Вернувшись с этого заседания домой, я сказал жене, не удержавшись от слез, в отчаянии: «Со свободой университета покончено. Никто больше не знает, что это такое. Я отказываюсь бороться и занимаюсь отныне только философией». Она ответила обеспокоенно и требовательно: «Как так? Ведь не сможешь же ты жить с подрезанными крыльями!».
Не стану подробно рассказывать, что произошло в последующие годы. Гумбель остался доцентом, продолжал допускать провокационные высказывания. Уже на следующий год факультет опять решал тот же вопрос. Благодаря запутанной ситуации и блестящей речи декана Людвига Куртиуса о свободе преподавания и учебы факультет принял на этот раз противоположное решение — оставить Гумбеля в должности. Но на факультете отнюдь не поблагодарили декана за то, что он подвел к верному решению. Некоторые коллеги почувствовали себя одураченными. Происходило какое‑то странное брожение умов. И еще раз, спустя несколько лет, создавалась дисциплинарная комиссия, но я в ней уже не принимал участия. Тогда в университетской среде стали проявляться те мотивы и то нежелание мыслить, которые — незаметно и против чьей‑либо воли — привели вскоре к власти национал — социализм, а уж он, разом прекратив все мелкие стычки, одним ударом ликвидировал университет как реальное проявление свободного духа.

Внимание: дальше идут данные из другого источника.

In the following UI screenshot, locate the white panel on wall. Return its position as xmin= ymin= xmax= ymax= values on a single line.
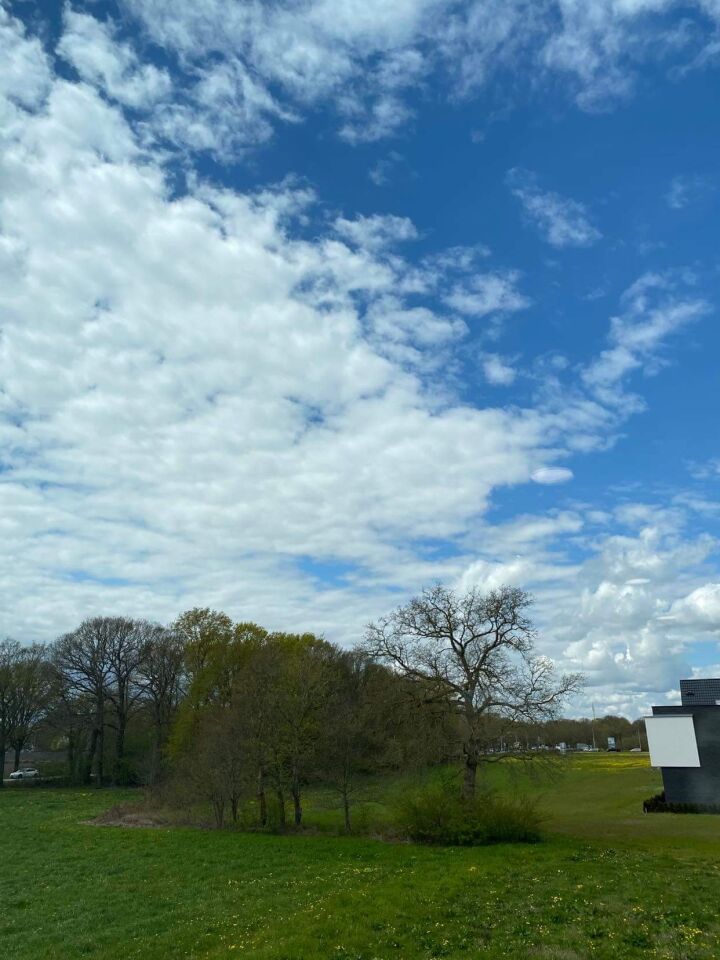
xmin=645 ymin=715 xmax=701 ymax=768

Идея университета жива главным образом в студентах и в профессорах, и лишь во вторую очередь — в каких‑то институциональных формах. Если жизнь ее затухает, то никакие институциональные формы не спасут. Пробуждается же она к жизни только в результате личного общения, от человека — к человеку, а также благодаря новым произведениям, которые отвечают ситуации и подвигают к самосознанию и к лучшим поступкам. Студент ищет идею, готов ее воспринять и бывает поистине растерян, когда не обретает ее в общении с профессорами. Тогда он вынужден реализовать ее сам.